史上初の16連騰を記録した勢いそのまま、11月に入っても日本株市場は「沸騰相場」が続いている。11月1日からして日経平均株価は前日比408円高の2万2420円へと急騰し、さっそく約21年ぶりの高値を記録して見せた。

言うまでもなく、この大相場を牽引しているのは日本株市場の全取引の7割を占める外国人投資家たち。

9月の第3週まで9週連続で日本株を売り越していた彼らが、日本株の買いに急遽転じたのには明確な理由がある。ケイ・アセット代表の平野憲一氏が言う。

「外国人投資家が日本株買いに転じたのは、日本の景気回復を確信し始めたのが大きい。彼らが買いを本格化させたのは9月末からですが、これは正社員の有効求人倍率の回復が確実になってきた時期と重なるんです。

正社員の有効求人倍率が1倍を超えたのは今夏が初でしたが、その後も順調に推移し、9月には1.02倍と統計を取り始めて以来過去最高値を叩き出した。

ここ数年は一部の大手企業社員や非正規雇用者の賃金だけが上がってきたが、いよいよ日本全国の正社員にまで賃金上昇が波及し始めた。それに気が付いた外国人投資家たちが、『賃上げ↑本物の景気回復』を信じて、積極的な買いに入った」

外国人投資家による直近4週間での買い越し額は約1兆7000億円。まさに「爆買い」だが、そんな外国人投資家たちが10月から買っていた「株リスト」が本誌独自調査で判明した。

今回本誌では、アメリカや欧州を拠点にする著名機関投資家たちが買った数十銘柄がずらりと並ぶそのリストを、金融・経済のプロフェッショナルとともに分析。彼らが日本経済の行く先をどう予測しているかがまざまざと見えてきた――。

まず間違いなく言えるのは、外国人投資家たちは「日本の不動産の活況」を見越しているということだ。

「さきほど言ったように賃上げから景気回復が本格化してくれば、いよいよインフレが始まる。当然、そうなれば不動産価格は上昇していく。

しかも、株高局面ではこれまで不動産を買い控えていた人がインフレを実感するようになり、いまのうちに買っておこうという心理変化も起きる。

外国人投資家が買い増している日神不動産やTHEグローバルは、都心部でリーズナブルなマンションや戸建てを手掛ける会社。
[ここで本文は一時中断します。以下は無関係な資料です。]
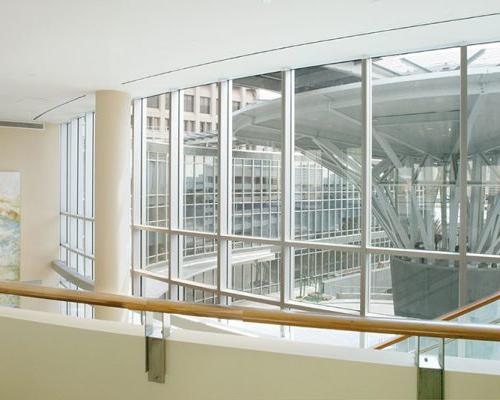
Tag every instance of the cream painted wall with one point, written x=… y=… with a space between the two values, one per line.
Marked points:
x=36 y=155
x=54 y=357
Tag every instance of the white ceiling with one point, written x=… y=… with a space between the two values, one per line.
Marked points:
x=55 y=50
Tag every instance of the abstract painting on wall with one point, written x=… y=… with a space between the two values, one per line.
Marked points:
x=10 y=231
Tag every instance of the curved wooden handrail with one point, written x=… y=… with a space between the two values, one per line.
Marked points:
x=448 y=317
x=310 y=320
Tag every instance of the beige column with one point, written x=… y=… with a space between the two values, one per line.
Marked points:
x=112 y=197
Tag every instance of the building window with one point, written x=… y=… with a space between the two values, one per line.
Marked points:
x=153 y=123
x=189 y=126
x=188 y=103
x=76 y=234
x=414 y=199
x=153 y=102
x=205 y=105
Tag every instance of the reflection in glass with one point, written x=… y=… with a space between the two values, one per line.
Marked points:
x=257 y=155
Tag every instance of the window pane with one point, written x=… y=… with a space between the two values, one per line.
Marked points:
x=416 y=109
x=327 y=278
x=201 y=165
x=328 y=137
x=188 y=103
x=255 y=268
x=257 y=156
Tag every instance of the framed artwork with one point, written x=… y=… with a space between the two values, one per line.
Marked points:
x=10 y=231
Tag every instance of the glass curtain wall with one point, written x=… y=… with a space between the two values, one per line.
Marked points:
x=76 y=248
x=274 y=171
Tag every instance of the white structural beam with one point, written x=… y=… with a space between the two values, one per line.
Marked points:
x=287 y=186
x=462 y=275
x=366 y=183
x=225 y=172
x=112 y=197
x=176 y=192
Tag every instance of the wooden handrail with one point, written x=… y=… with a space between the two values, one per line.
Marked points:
x=448 y=317
x=309 y=320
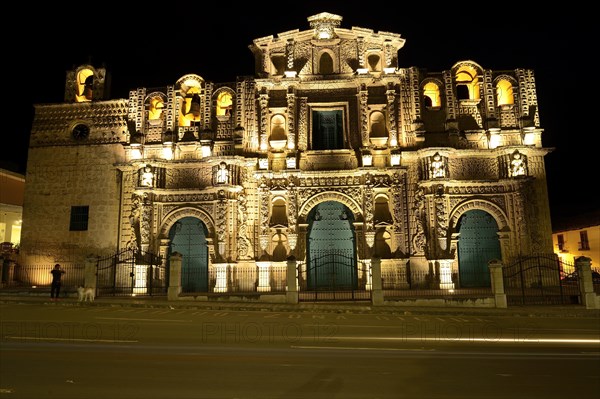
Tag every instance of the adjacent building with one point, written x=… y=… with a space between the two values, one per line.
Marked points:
x=331 y=154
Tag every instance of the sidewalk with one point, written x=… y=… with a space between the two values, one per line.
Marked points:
x=359 y=307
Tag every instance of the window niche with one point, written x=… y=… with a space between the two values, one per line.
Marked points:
x=85 y=85
x=224 y=105
x=379 y=134
x=467 y=83
x=504 y=93
x=278 y=136
x=431 y=96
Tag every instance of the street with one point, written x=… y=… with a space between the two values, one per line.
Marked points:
x=125 y=352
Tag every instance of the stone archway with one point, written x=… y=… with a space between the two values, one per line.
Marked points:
x=189 y=231
x=477 y=225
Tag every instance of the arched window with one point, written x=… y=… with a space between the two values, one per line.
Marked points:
x=278 y=137
x=85 y=85
x=373 y=61
x=431 y=95
x=382 y=246
x=190 y=110
x=382 y=210
x=467 y=83
x=224 y=103
x=325 y=64
x=157 y=104
x=504 y=93
x=279 y=63
x=279 y=241
x=379 y=134
x=279 y=213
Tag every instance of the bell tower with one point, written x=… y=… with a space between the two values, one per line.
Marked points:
x=86 y=83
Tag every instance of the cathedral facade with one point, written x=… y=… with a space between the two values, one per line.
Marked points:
x=331 y=149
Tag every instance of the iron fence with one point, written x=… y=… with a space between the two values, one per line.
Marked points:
x=225 y=279
x=401 y=282
x=541 y=279
x=131 y=273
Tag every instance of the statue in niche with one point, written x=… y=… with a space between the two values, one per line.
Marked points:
x=517 y=164
x=134 y=221
x=437 y=168
x=222 y=173
x=147 y=177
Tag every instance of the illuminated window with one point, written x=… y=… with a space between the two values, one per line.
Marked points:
x=378 y=124
x=379 y=132
x=374 y=63
x=224 y=103
x=325 y=64
x=279 y=248
x=467 y=83
x=382 y=244
x=561 y=242
x=504 y=93
x=279 y=213
x=279 y=63
x=584 y=243
x=278 y=135
x=382 y=213
x=85 y=85
x=431 y=95
x=327 y=130
x=79 y=218
x=157 y=105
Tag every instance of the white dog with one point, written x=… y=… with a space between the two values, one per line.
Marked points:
x=86 y=294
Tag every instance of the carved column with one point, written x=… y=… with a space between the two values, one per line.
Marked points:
x=292 y=216
x=291 y=125
x=244 y=246
x=368 y=213
x=302 y=127
x=391 y=99
x=265 y=205
x=146 y=222
x=221 y=225
x=264 y=112
x=363 y=96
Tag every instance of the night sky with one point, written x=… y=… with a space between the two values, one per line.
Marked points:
x=139 y=51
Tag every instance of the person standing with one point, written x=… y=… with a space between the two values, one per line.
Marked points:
x=57 y=273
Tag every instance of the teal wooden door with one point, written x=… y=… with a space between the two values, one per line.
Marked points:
x=477 y=244
x=188 y=237
x=331 y=248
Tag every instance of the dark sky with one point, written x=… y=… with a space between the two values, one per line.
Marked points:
x=156 y=50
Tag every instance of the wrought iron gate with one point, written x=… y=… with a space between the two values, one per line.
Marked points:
x=132 y=273
x=540 y=280
x=334 y=276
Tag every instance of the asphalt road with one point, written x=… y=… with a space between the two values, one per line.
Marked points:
x=120 y=352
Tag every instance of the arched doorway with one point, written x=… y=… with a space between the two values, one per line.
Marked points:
x=331 y=248
x=188 y=237
x=478 y=243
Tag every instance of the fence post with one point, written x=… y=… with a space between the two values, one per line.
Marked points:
x=497 y=280
x=583 y=265
x=377 y=292
x=292 y=282
x=174 y=276
x=90 y=270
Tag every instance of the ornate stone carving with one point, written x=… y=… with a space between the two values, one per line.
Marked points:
x=474 y=169
x=419 y=240
x=363 y=97
x=264 y=103
x=244 y=246
x=302 y=123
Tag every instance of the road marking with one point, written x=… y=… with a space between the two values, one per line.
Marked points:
x=361 y=348
x=132 y=319
x=477 y=339
x=73 y=339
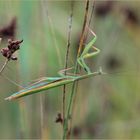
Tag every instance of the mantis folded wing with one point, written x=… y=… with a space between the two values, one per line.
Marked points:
x=51 y=82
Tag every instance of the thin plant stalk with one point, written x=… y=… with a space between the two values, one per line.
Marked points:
x=66 y=131
x=67 y=57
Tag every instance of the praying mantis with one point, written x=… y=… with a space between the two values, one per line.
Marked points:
x=52 y=82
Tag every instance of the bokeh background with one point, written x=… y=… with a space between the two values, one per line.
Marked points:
x=106 y=106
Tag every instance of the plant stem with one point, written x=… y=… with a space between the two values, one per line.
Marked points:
x=66 y=131
x=4 y=65
x=67 y=56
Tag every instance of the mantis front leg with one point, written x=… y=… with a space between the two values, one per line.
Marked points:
x=86 y=54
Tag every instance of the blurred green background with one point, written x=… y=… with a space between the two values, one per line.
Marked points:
x=105 y=106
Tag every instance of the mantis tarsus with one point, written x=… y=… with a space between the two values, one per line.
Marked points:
x=51 y=82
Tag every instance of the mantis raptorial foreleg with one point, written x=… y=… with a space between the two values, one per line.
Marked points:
x=86 y=54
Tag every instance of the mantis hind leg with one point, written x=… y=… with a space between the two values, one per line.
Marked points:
x=85 y=54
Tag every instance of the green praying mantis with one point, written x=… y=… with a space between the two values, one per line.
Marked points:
x=51 y=82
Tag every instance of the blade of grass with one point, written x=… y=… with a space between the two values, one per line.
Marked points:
x=67 y=56
x=67 y=132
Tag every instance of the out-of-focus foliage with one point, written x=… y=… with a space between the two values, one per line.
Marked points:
x=105 y=106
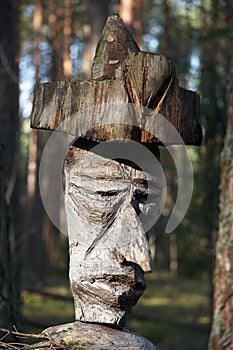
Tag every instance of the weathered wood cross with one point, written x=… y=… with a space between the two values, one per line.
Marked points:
x=106 y=198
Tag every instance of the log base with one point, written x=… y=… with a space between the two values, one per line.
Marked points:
x=89 y=336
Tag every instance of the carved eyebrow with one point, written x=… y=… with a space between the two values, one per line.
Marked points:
x=108 y=193
x=140 y=181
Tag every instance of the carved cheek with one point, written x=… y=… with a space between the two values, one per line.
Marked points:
x=128 y=237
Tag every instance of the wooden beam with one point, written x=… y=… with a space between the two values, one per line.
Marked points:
x=122 y=75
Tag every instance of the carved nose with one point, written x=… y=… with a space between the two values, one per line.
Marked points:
x=134 y=244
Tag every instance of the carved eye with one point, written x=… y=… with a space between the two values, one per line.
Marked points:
x=107 y=193
x=140 y=196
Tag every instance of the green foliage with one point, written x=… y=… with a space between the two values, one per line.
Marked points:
x=173 y=313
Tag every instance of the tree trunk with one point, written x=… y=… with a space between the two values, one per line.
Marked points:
x=67 y=31
x=131 y=11
x=97 y=15
x=222 y=327
x=9 y=274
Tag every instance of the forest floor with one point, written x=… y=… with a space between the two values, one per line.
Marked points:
x=173 y=313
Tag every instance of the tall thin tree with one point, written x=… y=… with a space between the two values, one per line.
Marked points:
x=222 y=326
x=9 y=295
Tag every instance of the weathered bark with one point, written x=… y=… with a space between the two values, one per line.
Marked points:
x=95 y=337
x=108 y=245
x=142 y=79
x=110 y=200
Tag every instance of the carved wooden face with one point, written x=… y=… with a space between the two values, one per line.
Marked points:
x=106 y=203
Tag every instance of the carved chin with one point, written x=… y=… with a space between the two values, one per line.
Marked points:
x=106 y=300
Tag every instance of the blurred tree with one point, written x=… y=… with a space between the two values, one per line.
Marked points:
x=97 y=12
x=131 y=13
x=67 y=34
x=9 y=271
x=222 y=326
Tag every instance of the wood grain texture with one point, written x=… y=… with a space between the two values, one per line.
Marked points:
x=128 y=86
x=77 y=336
x=109 y=250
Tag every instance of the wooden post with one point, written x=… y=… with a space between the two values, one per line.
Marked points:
x=106 y=198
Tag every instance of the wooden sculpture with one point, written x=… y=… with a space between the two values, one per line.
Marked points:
x=106 y=199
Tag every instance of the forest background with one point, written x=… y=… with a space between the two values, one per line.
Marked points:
x=55 y=40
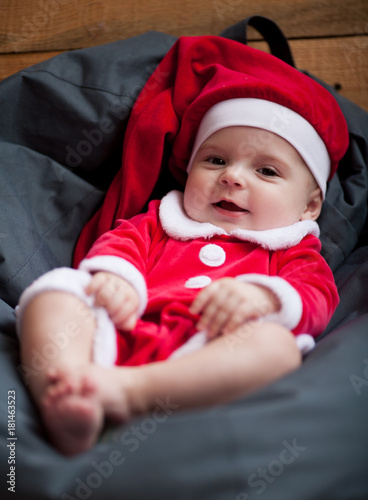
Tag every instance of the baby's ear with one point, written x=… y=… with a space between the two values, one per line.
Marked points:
x=314 y=206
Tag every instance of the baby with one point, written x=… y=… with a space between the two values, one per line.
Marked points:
x=201 y=299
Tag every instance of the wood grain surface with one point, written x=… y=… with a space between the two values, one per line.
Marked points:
x=329 y=38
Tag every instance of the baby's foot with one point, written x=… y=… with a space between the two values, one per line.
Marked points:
x=112 y=388
x=72 y=411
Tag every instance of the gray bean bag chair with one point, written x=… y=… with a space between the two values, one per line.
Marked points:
x=303 y=437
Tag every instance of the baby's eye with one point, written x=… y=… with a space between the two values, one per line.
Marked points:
x=268 y=171
x=215 y=160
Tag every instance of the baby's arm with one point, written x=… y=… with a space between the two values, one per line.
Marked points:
x=117 y=296
x=227 y=303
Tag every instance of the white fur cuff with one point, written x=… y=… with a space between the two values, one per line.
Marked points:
x=122 y=268
x=74 y=281
x=291 y=304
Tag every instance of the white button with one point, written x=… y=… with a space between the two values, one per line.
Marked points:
x=212 y=255
x=198 y=282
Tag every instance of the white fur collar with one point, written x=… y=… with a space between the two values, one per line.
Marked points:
x=179 y=226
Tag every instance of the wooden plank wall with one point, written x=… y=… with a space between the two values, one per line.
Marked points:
x=328 y=37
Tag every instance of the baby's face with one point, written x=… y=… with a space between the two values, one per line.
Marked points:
x=249 y=178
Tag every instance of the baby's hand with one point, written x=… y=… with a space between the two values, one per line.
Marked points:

まさにいままで買い控えていた層が不動産市場に入ってくるシナリオを見越してのことでしょう。

ゼネコンの安藤ハザマに加えて、エレベーターを手掛けるフジテックが入っているのも、五輪特需後もマンションなどの不動産需要が続くと見られている証拠です」(前出・平野氏)

ようやく消費も上向く

外国人投資家の投資先にはREIT(不動産投資信託)も多く、投資先リストにはケネディクス商業リート投資法人、星野リゾート・リート投資法人などが入っている。

これも外国人投資家が不動産価格の上昇を見越しているためだが、実はそれだけではない。

「彼らが日本ではこれから消費が『大復活』すると見ていることがうかがえる」と指摘するのは、ちばぎん証券顧問の安藤富士男氏だ。

「というのも、ケネディクス商業リート投資法人は、ショッピングセンター、スーパーや、スポーツジム、家電量販店など生活密着型の商業施設に投資するREIT。

いま日本では消費不況で商業施設は苦戦が続くと見られていますが、外国人の見方は違う。これからは景気の波が本格化して消費が盛り上がり、こうした商業施設こそ大復活すると見ているわけです。

ホテル、旅館などの観光施設に投資する星野リゾート・リート投資法人が買われているのも、訪日観光客によるインバウンド消費がさらに盛り上がることを視野に入れているからでしょう。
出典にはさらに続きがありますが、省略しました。